How To Toilet Train Your Child 101

Hello and welcome.

Today’s lesson is how to toilet train your child.

I use, as a shining example, my 2 year old daughter, BabyGirl. She is toilet trained, both day and night. That’s right, mums and dads and random others, she is completely, utterly toilet trained and she is not even three years old.

“But tell us, Fantastic Mrs T, how on earth did you achieve such a feat, such an extraordinary (typed in a fancy British accent, fyi) level of parenting mastery?”

Ok, because I like you all, I’m going to tell you.

I.

 

Did.

 

 

Nothing.

Wait – what? Nothing? As in, nil? Nada? Nothing? 

Yup. Ok, so I’ll climb down from my pedestal now. Alright, I’ll take off my Perfect Mother crown too. You want the medal back too? Fine.

It’s true – BabyGirl is, and has been for some time now, completely dry, both day and night. And, yes – we essentially did nothing. We didn’t force her, we just let her do what she was ready to do. And, as luck would have it, she happens to be a relatively early toileter.

As well you know, she is our third child. So, I was entirely Not Bothered about whether or not she toilet trained. The fact is, she has never been a heavy wetter, and holds pee like a camel. Seriously – this kid goes hours without peeing. Not I. Oh no. More often than not, it’s her waiting for me in public loos. I won’t lie, I use her as an excuse. Often. Shhhh.

But I digress.

Here’s the thing that I’ve learned from all this parenting bizzo – kids learn things at different times, at different paces, and to compare any two children is like comparing the gestation periods of animals. We don’t criticise the elephant for her 18 month gestation period (good LORD, imagine that!) for being considerably longer than, say, the gestation period of a dog (which, btw, is 58-68 days)(you are welcome). Why? Because it’s nature.

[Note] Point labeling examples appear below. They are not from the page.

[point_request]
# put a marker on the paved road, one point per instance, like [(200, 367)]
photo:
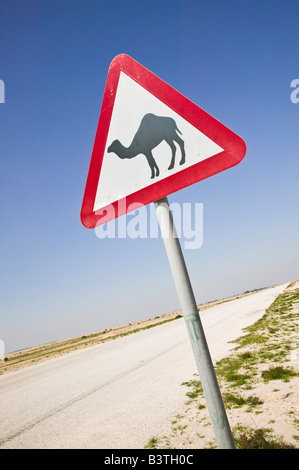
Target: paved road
[(118, 394)]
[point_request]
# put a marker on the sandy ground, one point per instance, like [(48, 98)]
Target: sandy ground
[(190, 428), (31, 356), (278, 411)]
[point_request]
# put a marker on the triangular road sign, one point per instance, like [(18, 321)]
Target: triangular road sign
[(150, 142)]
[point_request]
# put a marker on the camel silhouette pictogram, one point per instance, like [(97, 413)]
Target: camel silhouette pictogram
[(151, 132)]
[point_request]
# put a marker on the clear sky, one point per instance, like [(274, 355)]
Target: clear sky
[(236, 60)]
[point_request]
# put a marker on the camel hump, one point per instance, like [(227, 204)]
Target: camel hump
[(159, 123)]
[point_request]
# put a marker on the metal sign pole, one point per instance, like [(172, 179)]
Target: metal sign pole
[(195, 330)]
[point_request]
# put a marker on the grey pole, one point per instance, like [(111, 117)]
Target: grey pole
[(195, 330)]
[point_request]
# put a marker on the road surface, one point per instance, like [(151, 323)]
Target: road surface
[(119, 394)]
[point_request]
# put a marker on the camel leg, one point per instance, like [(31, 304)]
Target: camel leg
[(173, 149), (182, 146), (153, 165)]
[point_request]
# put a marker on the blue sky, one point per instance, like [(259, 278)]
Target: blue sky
[(236, 60)]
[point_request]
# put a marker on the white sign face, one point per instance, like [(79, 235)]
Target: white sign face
[(126, 173), (150, 142)]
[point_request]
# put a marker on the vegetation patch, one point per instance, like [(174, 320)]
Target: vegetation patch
[(260, 439)]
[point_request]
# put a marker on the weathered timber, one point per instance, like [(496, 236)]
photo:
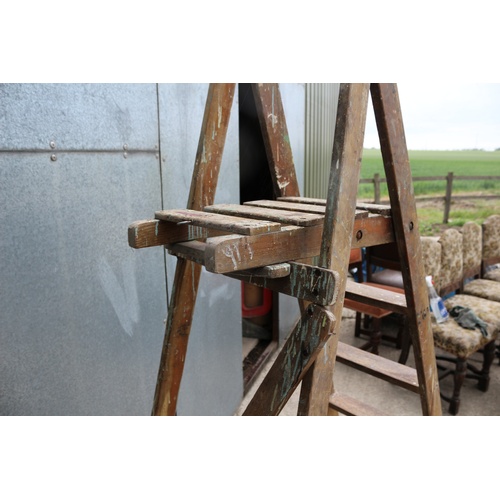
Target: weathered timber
[(230, 253), (305, 282), (389, 121), (260, 213), (187, 273), (152, 233), (370, 207), (227, 223), (347, 405), (338, 231), (298, 352), (374, 296), (276, 139), (297, 207), (378, 366)]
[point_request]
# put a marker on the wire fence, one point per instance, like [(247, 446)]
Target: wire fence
[(377, 181)]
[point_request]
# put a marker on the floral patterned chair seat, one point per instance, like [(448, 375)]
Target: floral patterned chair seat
[(461, 343), (491, 248)]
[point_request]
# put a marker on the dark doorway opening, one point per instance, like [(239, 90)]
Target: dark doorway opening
[(259, 305)]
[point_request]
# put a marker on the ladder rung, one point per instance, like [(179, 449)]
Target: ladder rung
[(376, 296), (378, 366), (288, 217), (352, 407), (226, 223), (371, 207), (303, 281), (298, 207)]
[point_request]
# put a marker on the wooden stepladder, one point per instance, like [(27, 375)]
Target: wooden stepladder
[(300, 247)]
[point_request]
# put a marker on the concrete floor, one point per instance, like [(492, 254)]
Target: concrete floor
[(387, 397)]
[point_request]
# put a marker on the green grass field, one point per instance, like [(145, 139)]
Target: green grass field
[(439, 163)]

Toilet training, too, is, by-and-large, nature. The nature of the child. Princess first showed interest in toilet training when she was quite young, around the 18 month mark. However, she wasn’t comfortably, go-out-without-a-nappy-and-three-spare-changes-of-clothes dry until well after her third birthday. And, she was still wetting her bed consistently at six years old. BoyChild went through a wonderfully enjoyable period (sarcasm) of pooping and peeing all over the house between ages 3 and 3 1/2, and then suddenly was just dry, day and night in the same week. Thank heavens. And, as mentioned, BabyGirl is dry, day and night, before she is three.

Each child is different.

So, really, my advice for toilet training, is that I have no real advice. Except, perhaps, let nature take it’s course. Introduce your child to the concept of using a toilet (let’s be honest, we all share the damn toilet room with them anyway, you might as well tell them what you are doing in there). Once you take the tentative step towards letting them leave the house without a nappy, pack plenty of spare clothes and don’t look back. They will absolutely pee all over a store floor at least once. You will die of embarrassment and not go back into that store for at least a month after, utilising their online store and delivery service instead. But then, you move on.

These are all learning steps, for you and your child (and also, for the surly store lady who had to clean up the puddle)(she needed a lesson in being nice to the mother whose child accidentally pee’d all over the floor, and also perhaps a lesson in gratitude that it wasn’t poop).

I am happy to announce that we have now graduated from the training toilet seat to using the real, adult seat. And, great news – she’s only fallen in the loo once. Oh, how I laughed helped her out like a responsible mother.

And that, ladies and fellas, concludes my lesson in Parenting today.

The next lesson will be on how to successfully have three children go to bed nicely and sleep through the night.

When I figure it out, I’ll let you know.